COOPER: After multiple reconstructive surgeries and a prosthetic eye implant, Parker says she's recuperating, physically and emotionally. She's living with her parents near Bakersfield, California, and begun writing a book and paying off a $40,000 medical bill -- $100 a month. Parker says she wants to raise awareness about the dangers of mountain lions once she finishes her book.

PARKER: I take it one day at a time. It hasn't been the easiest thing to overcome, but each day it gets better.

(END VIDEOTAPE)

(COMMERCIAL BREAK)

BROWN: OK. Quick check of morning papers from around the country, around the world. Start with "The Washington Post," because we don't get it too often.

A front-page picture of Chief Justice Rehnquist. Not looking that good, but he didn't retire, resign today. "Court split over Commandments" is the headline. A very good story on this side of the page, "From memos, insights into ally's doubts about the war.

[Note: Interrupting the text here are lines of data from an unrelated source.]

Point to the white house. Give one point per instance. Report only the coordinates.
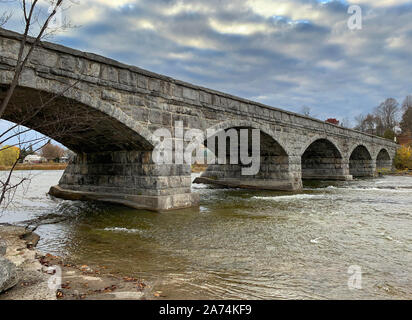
(34, 158)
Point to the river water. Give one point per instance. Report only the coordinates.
(241, 244)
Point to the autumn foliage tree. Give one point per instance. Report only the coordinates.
(403, 158)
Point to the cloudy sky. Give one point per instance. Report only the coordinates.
(282, 53)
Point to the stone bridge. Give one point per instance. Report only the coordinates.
(107, 112)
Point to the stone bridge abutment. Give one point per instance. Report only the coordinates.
(107, 112)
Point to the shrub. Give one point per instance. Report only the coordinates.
(403, 158)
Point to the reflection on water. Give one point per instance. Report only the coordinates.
(240, 243)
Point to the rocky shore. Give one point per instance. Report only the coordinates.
(27, 274)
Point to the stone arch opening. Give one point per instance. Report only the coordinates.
(322, 160)
(114, 158)
(360, 162)
(383, 160)
(79, 127)
(273, 172)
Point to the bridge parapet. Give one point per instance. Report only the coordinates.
(132, 103)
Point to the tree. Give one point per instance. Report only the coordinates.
(386, 114)
(403, 158)
(406, 122)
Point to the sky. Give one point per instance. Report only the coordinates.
(286, 54)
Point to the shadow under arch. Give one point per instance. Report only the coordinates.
(273, 172)
(322, 160)
(383, 160)
(114, 154)
(360, 162)
(80, 127)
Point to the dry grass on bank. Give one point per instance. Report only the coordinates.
(36, 166)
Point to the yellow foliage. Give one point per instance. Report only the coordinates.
(403, 158)
(9, 155)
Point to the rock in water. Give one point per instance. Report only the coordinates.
(8, 274)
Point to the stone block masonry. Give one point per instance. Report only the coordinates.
(111, 111)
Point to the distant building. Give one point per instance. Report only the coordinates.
(405, 138)
(64, 159)
(34, 158)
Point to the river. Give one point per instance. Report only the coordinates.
(240, 244)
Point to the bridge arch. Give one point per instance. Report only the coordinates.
(323, 160)
(81, 123)
(383, 160)
(360, 162)
(274, 165)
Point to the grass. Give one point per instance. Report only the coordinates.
(36, 166)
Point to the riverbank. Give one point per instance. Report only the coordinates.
(36, 166)
(396, 172)
(47, 277)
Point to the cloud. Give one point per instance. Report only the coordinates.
(283, 53)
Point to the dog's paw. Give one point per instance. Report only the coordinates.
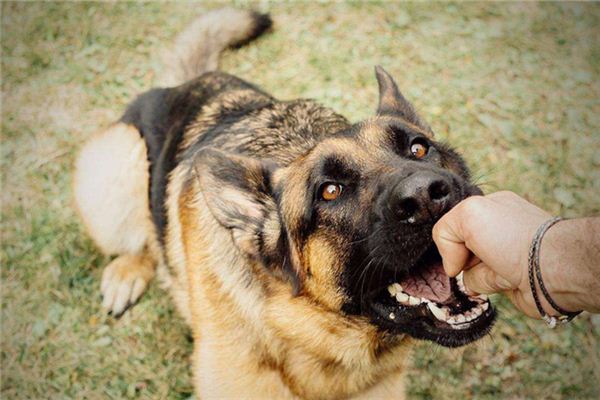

Blair's advisers foresaw a variety of risks and problems." You might want to check that out online.

Also, "survey finds most support staying in Iraq." A kind of, well, what are we going to do quality about it all.

"The Washington Times" leads with the Ten Commandments also. "Court split. Conservative advocates hit restrictions on symbols." James Dobson saying, "it's all part of a witch hunt, a religious witch hunt afoot at virtually every level of the government."

OK. I like "The Rocky Mountain News" headline on this. "Not set in stone," that's their Ten Commandments headline. Get it? "Not set in stone."

"Bush tries to bolster support for the war." The headline in "The Cincinnati Enquirer." TV speech tonight 8:00. See it here on CNN. We have the better picture out of there, by the way.

"Who can you trust?" The headline in "Stars and Stripes." Finding the enemy among allies is tough for U.S. troops training the new Iraqi army.

And finally, if you are looking for a house, a $6.9 million subdivision in the Hamptons. But it does have a pool. So it's probably worth it.

The weather tomorrow in Chicago, "deep-fried." Hot in the Midwest. We'll wrap it up in a moment.

(COMMERCIAL BREAK)

BROWN: See you tomorrow. Good night.